With your happiness in mind, consider the following nine questions before finalizing a major retirement move.
1. What Do You Want to Do in Retirement
Many retirement brochures show happy couples walking on beaches, traveling, or spending quality time with grandchildren. Do you see yourself filling your days/weeks/months/years doing these activities?
Are there other activities you would love to be doing in retirement that you aren’t able to do (easily) in your current location? Remember to account for social groups or hobbies that you may or may not be able to do as frequently if you moved.
If you love to travel, access to a major airport may be more important than if you plan to spend your days gardening and with family (who live nearby).
2. Will You Be Able to Visit Family Easily?
I feel fortunate that my immediate family (mostly) lives in Southern California. A quick drive for Easter or Christmas is much easier than flying across the country during the holidays on many of the year’s busiest and most expensive travel days. If you move, will it be easier or harder to visit family?
On the flip side, I know a few retirees who have purposely put more distance between themselves and their families to get out of endless “free” childcare. While they love their grandchildren, watching kids can be exhausting.

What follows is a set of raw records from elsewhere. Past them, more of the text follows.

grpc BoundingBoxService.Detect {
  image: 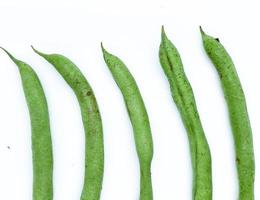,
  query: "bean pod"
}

[200,28,255,200]
[159,28,212,200]
[102,46,153,200]
[2,48,53,200]
[34,49,104,200]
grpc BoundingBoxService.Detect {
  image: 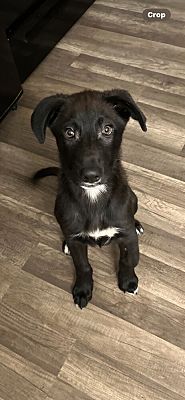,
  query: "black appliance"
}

[0,0,94,119]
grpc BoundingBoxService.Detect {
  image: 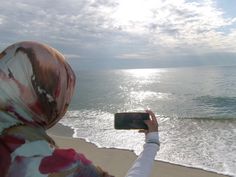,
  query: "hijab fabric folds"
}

[0,41,112,177]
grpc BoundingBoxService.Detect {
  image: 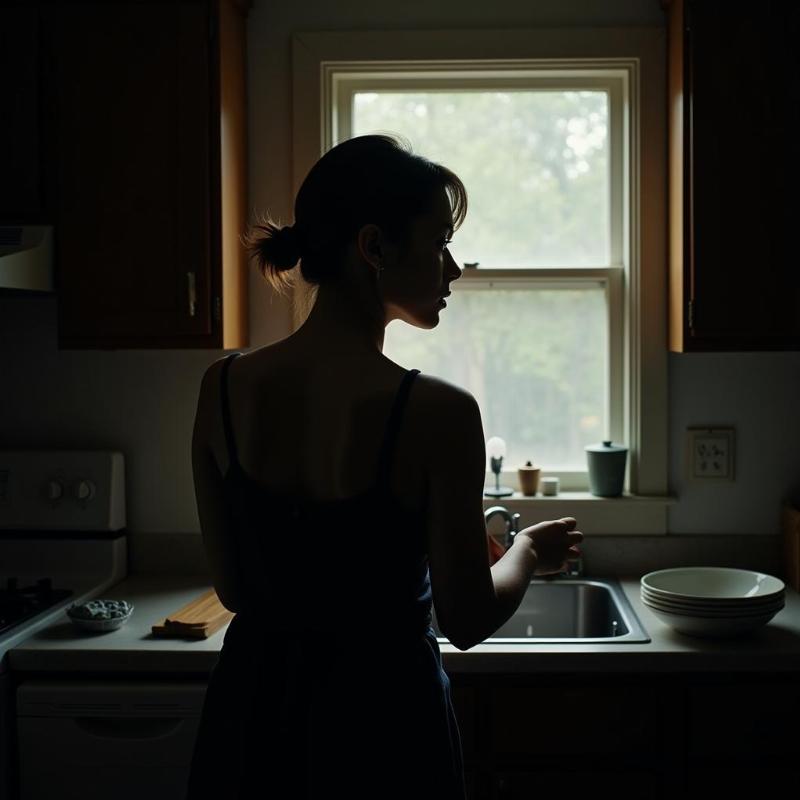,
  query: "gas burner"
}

[0,577,73,634]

If you are moving to be closer to your grandkids, ask yourself how likely your family is to stay put. You don’t want to put down new roots only to have them relocate due to a job transfer.
3. State Taxes
Income taxes can vary widely from state to state. If you are considering a move to a new state, make sure you know how this will affect the taxes on your retirement income. Getting a great deal on a new home may not be so great if your retirement taxes jump because of the move.
4. Moving Costs
How much will it cost you to move? Depending on your housing situation, you may be able to unlock substantial amounts of home equity. In other cases, you may be paying realtors five percent of your home’s value and incurring substantial taxes when selling.
5. Do You Want to Rent or Own Your Home in Retirement
When moving to a new city, you should consider renting. This will give you more flexibility in finding the right place to live. Many of the benefits of owning a home are reduced. Likewise, caring for a home can be more annoying the older we get.
I go more in-depth on this topic here, SHOULD RETIREES RENT OR OWN?
6. Will You Have Access to Great Healthcare
If you live in a big city, you may take having access to adequate medical care for granted. You may be dreaming of living on a grand country estate, miles from the hustle and bustle of the city. A several-hour drive to see a doctor (or the nearest hospital) could be the difference between life and death in an emergency or annoying for more regular doctors’ visits.
For those looking to retire abroad, make sure you have a plan to receive medical care. Will doctors accept your U.S. health insurance or Medicare? Will you get quality treatment for your current and future medical ailments?
7. Who Will You Spend Time With In Retirement?
Friends, family, colleagues, teammates, the list goes on of people you may want to spend time with. The longer you have lived in your current city, the more roots you have likely put down. That doesn’t mean moving in retirement won’t be the right move for you. Who knows? Many of your friends may have already moved.
Consider what social opportunities will be available if you choose to move. Do you have family or friends already living near your new retirement locale?
8. Why Do I Want to Move?
What is motivating you to move? Do you want to right-size your house? Find better weather? It probably seems like ‘everyone’ is moving in retirement. In reality, fewer people move (far) when they leave the workforce.
9. Will the New Cost of Living Help or Hurt My Retirement
I am writing this post as a Los Angeles Financial Planner, meaning many of my clients would lower their cost of living if they left Los Angeles. I also have clients in low-cost-of-living areas dreaming of retiring on the beaches of California, which will likely significantly increase their cost of living in retirement.
Simply put, make sure your plan for retirement income considers the new cost of living if you choose to move. This applies whether your cost of living will be increasing or decreasing. If you are moving from somewhere like Los Angeles, with a high cost of living to a lower-cost locale, you just might be able to retire earlier.
Ultimately, choosing to move or not in retirement will likely be an emotional and financial decision. Where will you be the happiest? Where will your money go the furthest? Think long and hard before pulling the trigger on selling a home and moving across the county. Hopefully, the nine questions above will guide you toward your own happy, healthy, and wealthy retirement.